Pagi ini masih segan rasanya untukku menyambut
senyum hangat sang surya. Entah kenapa raga ini seakan tak mau berkompromi
dengan hiruk pikuknya kota semarang, yang seyogyanya tak pernah luput
kujamah. Namun, aku tak ingin berlama-lama. Ku musnahkan segala keraguan yang
membelenggu itu. ku kobarkan lekas-lekas semangat baruku, semangat putih
abu-abuku, semangat yang telah kuperjuangkan mati-matian setahun ini. Rasanya
tak sabar menginjakkan kaki di SMA bercorak jersey Timnas Belanda yang baru
saja menganggapku sebagai keluarga barunya itu.
Hari ini spesial, itu bagiku. Bagi keluargaku,
biasa saja. Buktinya aku yang malang
melintang menyambut atribut baru ini tak sedikitpun mendapat sambutan istimewa.

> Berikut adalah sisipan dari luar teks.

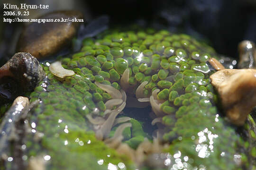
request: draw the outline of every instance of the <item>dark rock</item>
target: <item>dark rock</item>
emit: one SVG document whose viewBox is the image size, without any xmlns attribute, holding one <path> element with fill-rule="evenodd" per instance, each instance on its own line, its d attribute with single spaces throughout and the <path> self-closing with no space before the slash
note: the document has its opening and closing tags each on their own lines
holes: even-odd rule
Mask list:
<svg viewBox="0 0 256 170">
<path fill-rule="evenodd" d="M 68 19 L 67 22 L 46 22 L 42 19 Z M 74 11 L 62 11 L 46 14 L 38 18 L 41 23 L 34 22 L 23 30 L 18 42 L 17 52 L 29 52 L 37 59 L 53 55 L 64 47 L 70 44 L 81 24 L 71 22 L 73 19 L 82 19 L 82 15 Z"/>
<path fill-rule="evenodd" d="M 45 76 L 39 63 L 30 54 L 15 54 L 0 68 L 0 104 L 34 90 Z"/>
</svg>

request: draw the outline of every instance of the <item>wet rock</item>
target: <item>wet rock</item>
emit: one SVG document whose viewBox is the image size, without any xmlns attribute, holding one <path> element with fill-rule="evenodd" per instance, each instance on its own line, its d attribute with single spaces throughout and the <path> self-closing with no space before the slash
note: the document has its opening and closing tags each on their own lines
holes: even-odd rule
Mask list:
<svg viewBox="0 0 256 170">
<path fill-rule="evenodd" d="M 252 41 L 245 40 L 238 44 L 239 68 L 256 68 L 256 47 Z"/>
<path fill-rule="evenodd" d="M 256 103 L 256 69 L 224 69 L 210 76 L 230 121 L 243 125 Z"/>
<path fill-rule="evenodd" d="M 82 15 L 74 11 L 61 11 L 47 14 L 39 17 L 42 19 L 69 18 L 67 22 L 34 22 L 22 31 L 18 42 L 17 52 L 29 52 L 37 59 L 52 55 L 70 44 L 81 23 L 71 22 L 73 19 L 82 19 Z"/>
<path fill-rule="evenodd" d="M 24 120 L 29 110 L 28 98 L 22 96 L 17 97 L 5 113 L 0 125 L 0 156 L 1 161 L 5 162 L 9 156 L 15 158 L 12 170 L 25 169 L 22 158 L 24 153 L 21 148 L 27 131 Z M 10 148 L 13 148 L 15 151 L 10 150 Z"/>
<path fill-rule="evenodd" d="M 30 54 L 15 54 L 0 68 L 0 104 L 34 90 L 45 76 L 39 63 Z"/>
</svg>

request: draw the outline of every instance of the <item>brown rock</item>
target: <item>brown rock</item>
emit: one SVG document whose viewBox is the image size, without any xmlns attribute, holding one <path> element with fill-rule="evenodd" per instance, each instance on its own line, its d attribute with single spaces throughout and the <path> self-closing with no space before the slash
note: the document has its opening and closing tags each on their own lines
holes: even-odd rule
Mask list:
<svg viewBox="0 0 256 170">
<path fill-rule="evenodd" d="M 210 76 L 230 122 L 243 125 L 256 105 L 256 69 L 224 69 Z"/>
<path fill-rule="evenodd" d="M 46 22 L 42 19 L 69 18 L 67 22 Z M 46 14 L 38 18 L 41 23 L 33 22 L 23 30 L 17 46 L 17 52 L 29 52 L 37 59 L 52 55 L 70 44 L 81 23 L 71 22 L 73 19 L 82 19 L 82 15 L 75 11 L 61 11 Z"/>
</svg>

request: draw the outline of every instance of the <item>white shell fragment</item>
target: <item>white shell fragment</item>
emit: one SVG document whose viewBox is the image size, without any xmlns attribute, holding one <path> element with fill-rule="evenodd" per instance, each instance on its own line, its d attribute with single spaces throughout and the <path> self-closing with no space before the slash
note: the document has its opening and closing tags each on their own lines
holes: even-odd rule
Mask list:
<svg viewBox="0 0 256 170">
<path fill-rule="evenodd" d="M 256 105 L 256 69 L 224 69 L 210 76 L 230 122 L 243 125 Z"/>
<path fill-rule="evenodd" d="M 71 76 L 75 74 L 72 70 L 64 68 L 61 65 L 61 62 L 58 61 L 51 64 L 49 70 L 54 76 L 60 78 L 64 78 L 66 76 Z"/>
</svg>

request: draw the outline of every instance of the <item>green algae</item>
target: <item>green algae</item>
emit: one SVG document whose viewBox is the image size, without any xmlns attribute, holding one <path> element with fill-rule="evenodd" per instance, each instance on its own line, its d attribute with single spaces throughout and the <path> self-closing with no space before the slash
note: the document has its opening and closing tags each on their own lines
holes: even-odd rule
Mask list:
<svg viewBox="0 0 256 170">
<path fill-rule="evenodd" d="M 98 36 L 101 38 L 84 39 L 81 52 L 61 60 L 63 66 L 75 75 L 58 78 L 48 71 L 47 65 L 43 66 L 48 79 L 30 95 L 31 102 L 39 99 L 41 102 L 28 120 L 43 136 L 37 141 L 34 132 L 28 135 L 28 159 L 51 155 L 47 168 L 52 170 L 106 169 L 109 163 L 119 162 L 128 170 L 134 169 L 128 158 L 96 139 L 86 117 L 102 116 L 104 103 L 112 98 L 94 82 L 119 90 L 120 78 L 128 68 L 128 83 L 134 91 L 146 81 L 145 97 L 160 89 L 157 99 L 162 102 L 164 114 L 163 140 L 170 144 L 164 151 L 172 155 L 172 163 L 166 168 L 178 168 L 180 162 L 183 167 L 178 169 L 189 170 L 253 166 L 250 156 L 255 157 L 256 151 L 251 144 L 255 142 L 242 138 L 216 107 L 216 92 L 209 80 L 215 71 L 210 69 L 206 61 L 217 55 L 209 47 L 187 35 L 152 29 L 106 32 Z M 150 137 L 140 122 L 134 119 L 129 122 L 132 127 L 123 132 L 123 142 L 136 149 L 145 137 Z M 251 139 L 255 138 L 255 133 L 249 132 Z M 249 146 L 240 149 L 246 144 Z"/>
</svg>

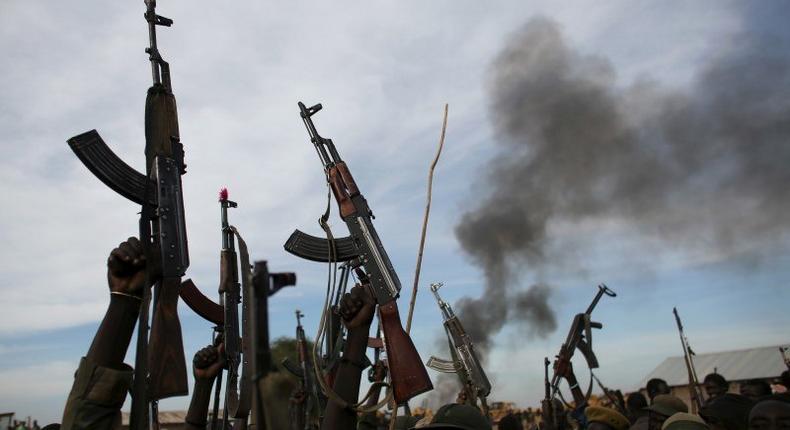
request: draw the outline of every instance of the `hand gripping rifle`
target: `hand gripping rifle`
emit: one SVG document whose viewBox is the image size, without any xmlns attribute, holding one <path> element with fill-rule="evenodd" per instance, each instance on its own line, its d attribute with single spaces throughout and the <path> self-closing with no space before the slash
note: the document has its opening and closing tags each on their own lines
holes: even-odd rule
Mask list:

Aku tetap saja dibiarkan berangkat seorang diri ke sekolah yang sesungguhnya
belum akrab denganku. Aku pun terima saja walau sebenarnya ingin diantar tepat
didepan gerbang seperti teman-teman yang lain. Tetapi, ya sudahlah.
Aku bergegas meninggalkan rumah, perjuangan pun
dimulai. Kali ini rintangan yang harus ku tempuh adalah berjalan yang jauhnya
sekitar 1,5 km. Cukup melelahkan memang, tetapi dengan tersenyum semuanya
terasa mudah dan indah. Aku pun begitu menikmatinya.
“akhirnya” kataku sembari menghela napas panjang.
Akhirnya aku dapat segera mengistirahatkan kaki ini. Rintihanya menusuk hingga
ketulang-tulang, aku pun miris merasakanya.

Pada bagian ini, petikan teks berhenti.